These works are on loan from local printmaker, Richard Nelson. Since there is little information about Saladi, Nelson was asked if he had any stories or anecdotes about Saladi. The following was his response, via email:
Through my connection with the Printmaking Workshop in New York City and friendship with Bob Blackburn, the Director, I was invited to run the print workshop in Asilah, Morocco in the summer of both 1984 and 1985. This was part of an annual Afro/Arab conference the Moroccan government would host that included political forums, art, and music. There would be about twenty artists from around the world invited, as well as some of the prominent Moroccan ones to have some kind of interaction. We were all housed in an old Portuguese palace in the middle of the old walled city of Asilah.

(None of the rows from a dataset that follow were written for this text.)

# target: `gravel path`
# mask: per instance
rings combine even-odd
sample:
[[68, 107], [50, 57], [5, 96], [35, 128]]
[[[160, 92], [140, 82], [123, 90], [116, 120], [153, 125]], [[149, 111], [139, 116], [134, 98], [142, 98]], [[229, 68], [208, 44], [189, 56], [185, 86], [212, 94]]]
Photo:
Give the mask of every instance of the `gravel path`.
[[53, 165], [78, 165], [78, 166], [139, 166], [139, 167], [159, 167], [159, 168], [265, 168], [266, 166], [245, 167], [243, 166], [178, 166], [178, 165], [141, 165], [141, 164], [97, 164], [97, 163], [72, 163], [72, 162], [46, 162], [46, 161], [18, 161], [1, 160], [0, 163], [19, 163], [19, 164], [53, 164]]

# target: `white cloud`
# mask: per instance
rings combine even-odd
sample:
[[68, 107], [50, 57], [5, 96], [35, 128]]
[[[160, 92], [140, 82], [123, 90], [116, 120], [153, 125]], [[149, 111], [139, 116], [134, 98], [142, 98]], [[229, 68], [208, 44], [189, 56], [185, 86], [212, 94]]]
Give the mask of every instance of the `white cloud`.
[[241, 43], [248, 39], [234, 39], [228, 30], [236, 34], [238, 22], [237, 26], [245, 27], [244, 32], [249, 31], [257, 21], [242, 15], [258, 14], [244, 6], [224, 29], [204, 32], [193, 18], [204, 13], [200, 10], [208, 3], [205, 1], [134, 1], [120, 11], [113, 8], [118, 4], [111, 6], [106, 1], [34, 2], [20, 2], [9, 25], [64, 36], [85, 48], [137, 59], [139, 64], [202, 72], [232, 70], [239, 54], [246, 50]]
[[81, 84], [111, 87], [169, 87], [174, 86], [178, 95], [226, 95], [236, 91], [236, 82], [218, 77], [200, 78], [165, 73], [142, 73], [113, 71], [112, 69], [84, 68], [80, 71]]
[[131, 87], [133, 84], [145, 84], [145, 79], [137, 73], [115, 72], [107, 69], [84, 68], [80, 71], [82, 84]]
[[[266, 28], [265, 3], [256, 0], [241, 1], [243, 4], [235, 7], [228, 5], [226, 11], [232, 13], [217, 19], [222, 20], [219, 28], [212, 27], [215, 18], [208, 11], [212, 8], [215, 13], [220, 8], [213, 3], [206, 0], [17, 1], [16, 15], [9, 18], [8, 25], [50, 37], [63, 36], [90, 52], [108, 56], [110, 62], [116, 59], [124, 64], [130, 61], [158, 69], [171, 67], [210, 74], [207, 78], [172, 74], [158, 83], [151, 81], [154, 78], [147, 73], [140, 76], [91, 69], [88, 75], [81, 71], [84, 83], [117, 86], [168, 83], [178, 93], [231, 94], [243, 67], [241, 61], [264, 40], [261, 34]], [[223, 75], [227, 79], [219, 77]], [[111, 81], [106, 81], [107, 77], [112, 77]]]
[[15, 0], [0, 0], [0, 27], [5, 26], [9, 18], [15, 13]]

I cannot quite remember how or why we hit it off, but Saladi and I became friends and corresponded well after we both quit attending the festival. At the time he was kind of an “outsider” artist. The Moussem was run by a friend of the King’s –Mohammed Benaissa– who was the Minister of Culture — and they did not want any political monkey business going on. Saladi was certainly not dangerous, but he was outside of the mainstream of artists that wanted to go to cocktail parties and participate in “what is art” roundtables. Most of the the artists attending these Mouseems were just there for some kind of exotic vacation so barely even showed up at the print studio.

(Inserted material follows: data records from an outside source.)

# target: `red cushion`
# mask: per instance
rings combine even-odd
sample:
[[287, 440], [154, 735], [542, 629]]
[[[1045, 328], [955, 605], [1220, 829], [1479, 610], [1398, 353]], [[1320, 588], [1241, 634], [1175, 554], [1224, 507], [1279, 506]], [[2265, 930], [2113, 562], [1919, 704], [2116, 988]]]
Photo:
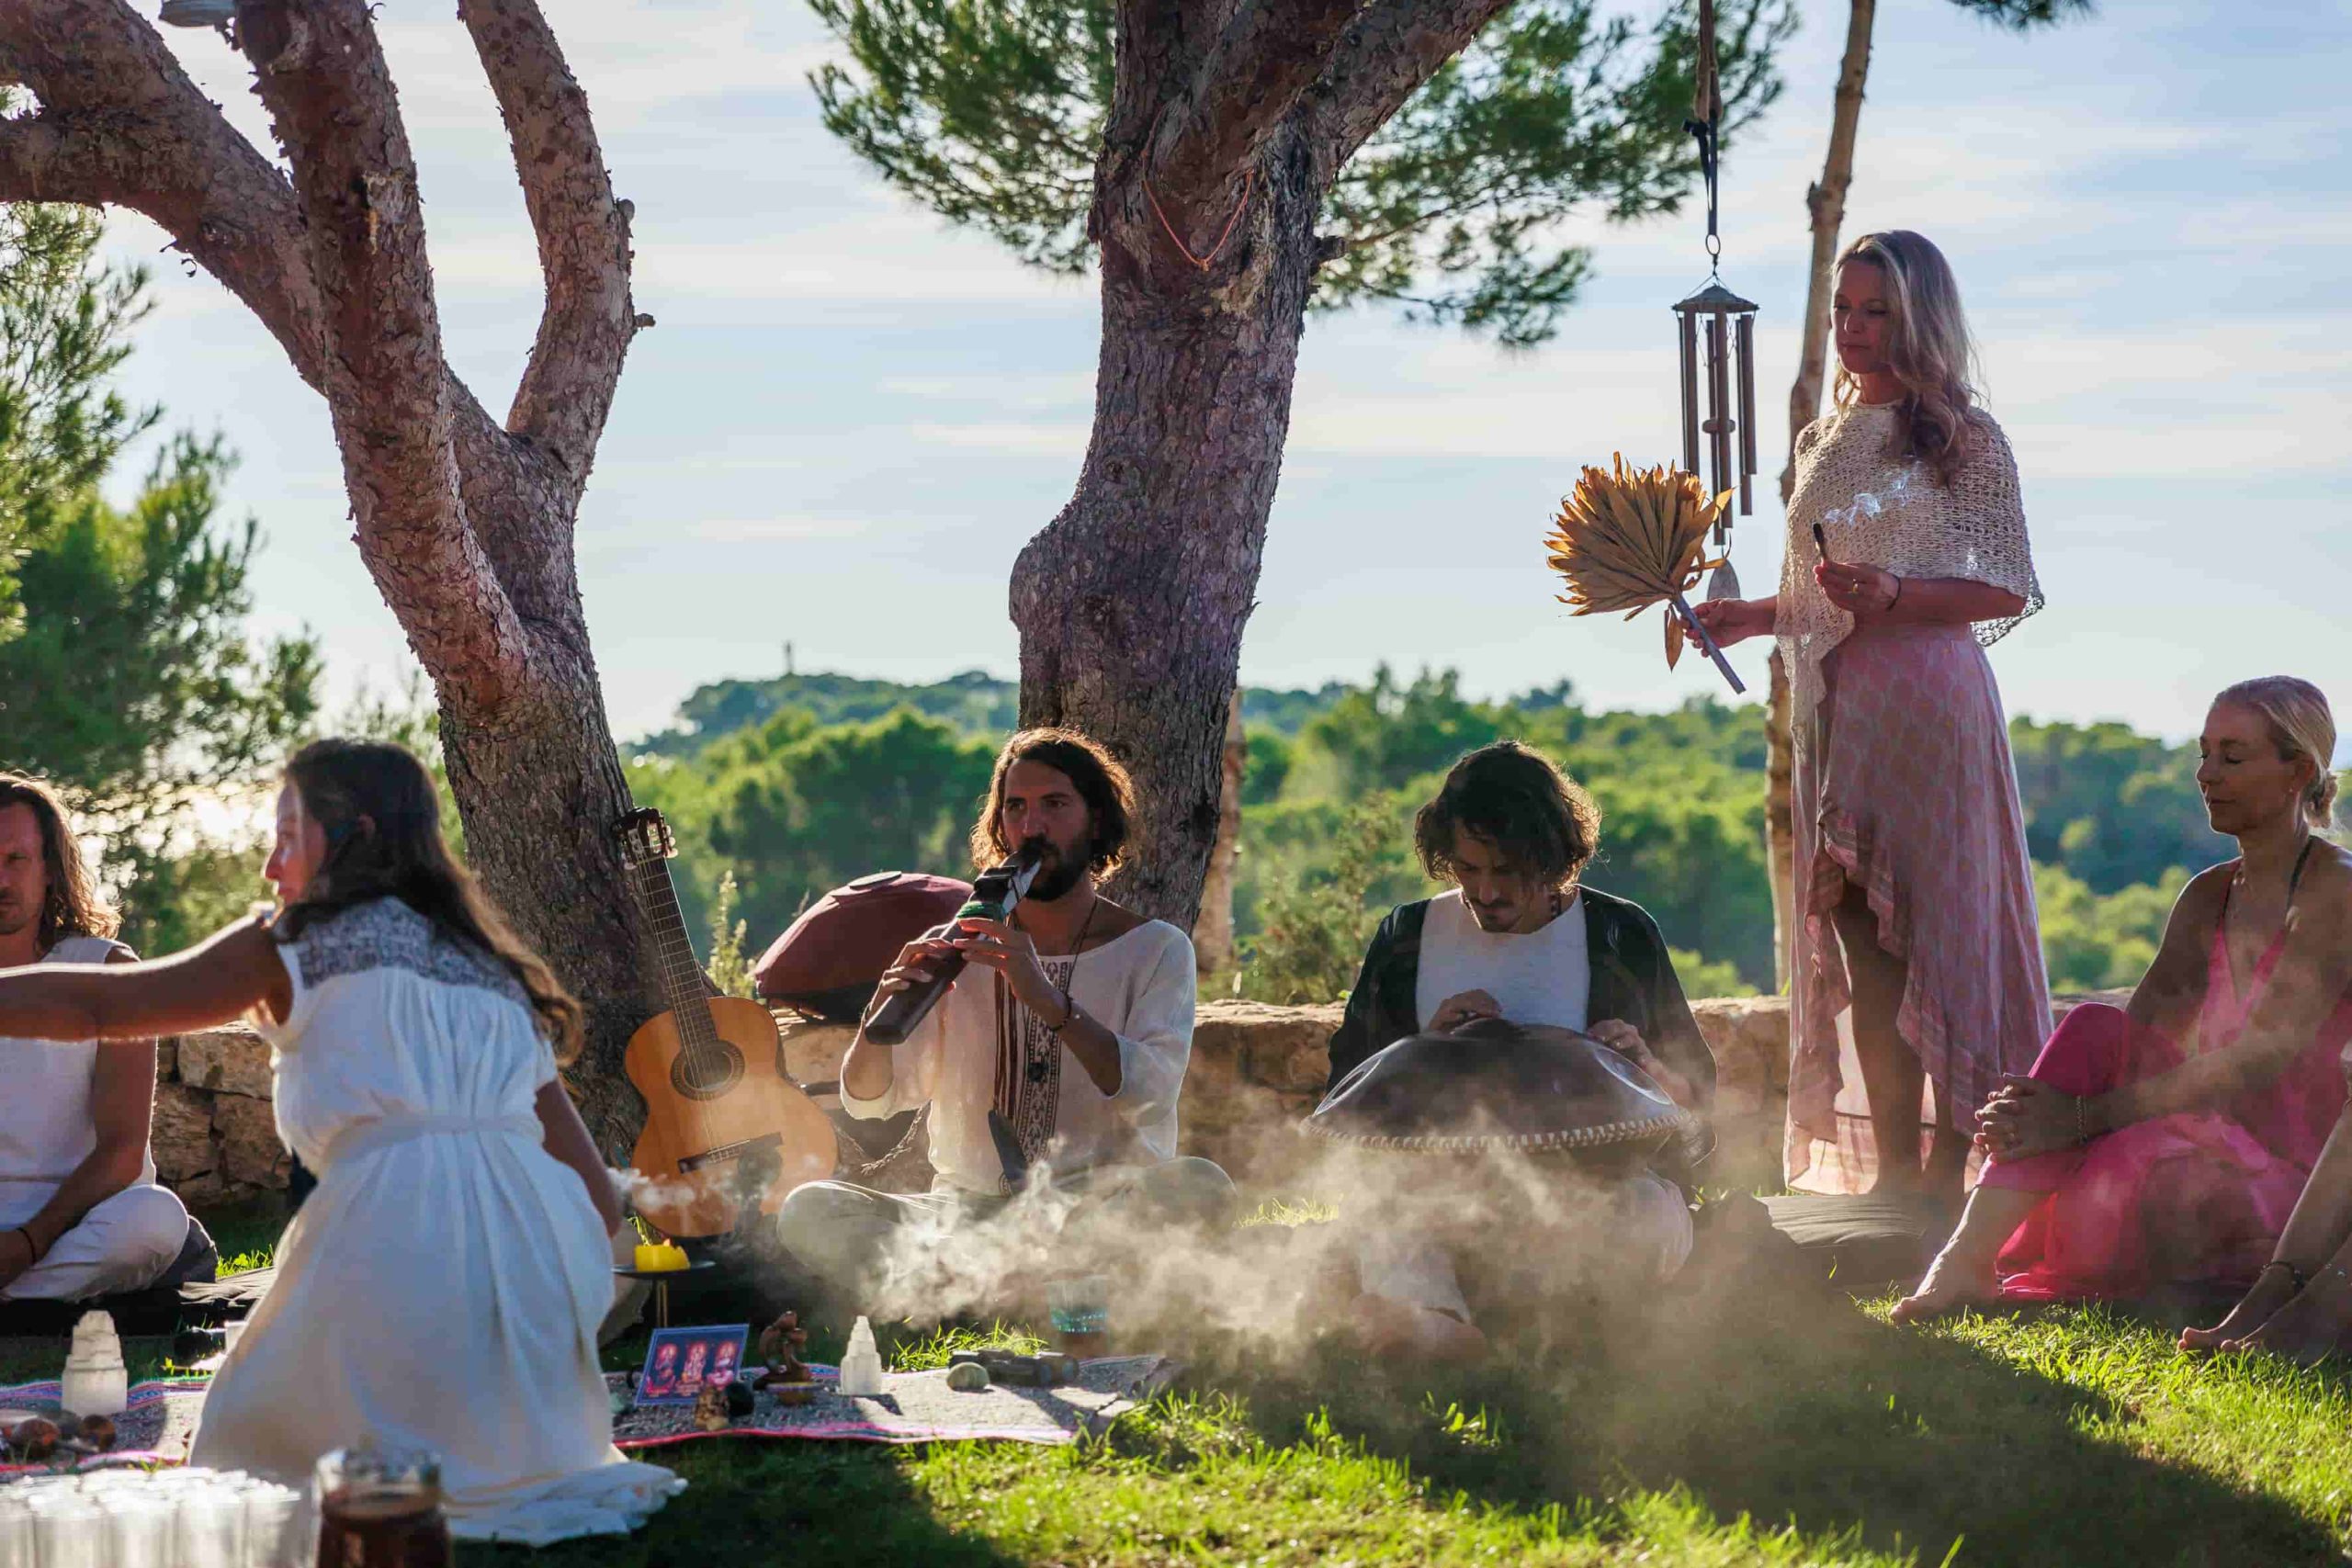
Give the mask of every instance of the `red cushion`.
[[913, 871], [878, 871], [836, 887], [801, 912], [761, 954], [752, 978], [770, 1001], [812, 999], [872, 986], [899, 950], [961, 908], [972, 885]]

I have never been much of artist but always enjoyed printmaking and making new friends — so somehow Saladi and I ended up spending the days together working: I would make his hard ground plates for him and he would sit working while I printed ones he had completed or worked on my own stuff. He would spend the whole time talking — explaining his imagery to me or the meanings of Sufism, or his current condition. I was a happy go lucky listener, so we made a good team. I did get a couple of lectures though from upper management on how not to get too involved with him because he was crazy, etc. but luckily I was young enough to still question who was crazier: someone who sat around and did artwork all day or someone who sat through all those “intellectual” political discussions with people they did not know or like. Anyway, I ended up visiting him in his home – -I think it was in Casablanca, I can’t really remember — a couple of times. It was government provided housing (one or two rooms in the middle of 500 others) and he took me on a tour of the city, out to eat, etc. and showed me a good time.

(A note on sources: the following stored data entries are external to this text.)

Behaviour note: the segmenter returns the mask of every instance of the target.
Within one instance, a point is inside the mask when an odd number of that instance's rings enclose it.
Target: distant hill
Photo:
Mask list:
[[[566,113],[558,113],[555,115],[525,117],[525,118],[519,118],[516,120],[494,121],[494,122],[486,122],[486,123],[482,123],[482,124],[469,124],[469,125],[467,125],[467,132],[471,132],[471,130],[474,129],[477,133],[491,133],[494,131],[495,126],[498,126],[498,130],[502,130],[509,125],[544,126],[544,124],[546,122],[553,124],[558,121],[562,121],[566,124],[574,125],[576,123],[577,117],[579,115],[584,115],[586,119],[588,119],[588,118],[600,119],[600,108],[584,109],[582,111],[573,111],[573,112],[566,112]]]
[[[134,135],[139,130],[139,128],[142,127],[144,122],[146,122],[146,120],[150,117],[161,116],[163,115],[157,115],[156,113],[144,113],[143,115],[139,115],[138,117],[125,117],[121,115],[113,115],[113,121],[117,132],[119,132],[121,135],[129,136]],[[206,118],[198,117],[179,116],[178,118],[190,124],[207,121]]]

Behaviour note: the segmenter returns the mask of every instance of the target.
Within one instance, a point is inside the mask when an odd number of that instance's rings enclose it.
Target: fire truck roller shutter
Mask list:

I ended up trading some pieces with him. He gave me a lot and I ended up sending him money on a monthly basis for a couple of years to help with his daily expenses. I would count him as a good friend.
Please let me know if you have any specific questions but one of my faults has been not remembering or documenting my earlier life so well. I always thought spending time living it was more important than keeping a record, but now that I am getting older and losing my memory, it might not have always been the right choice.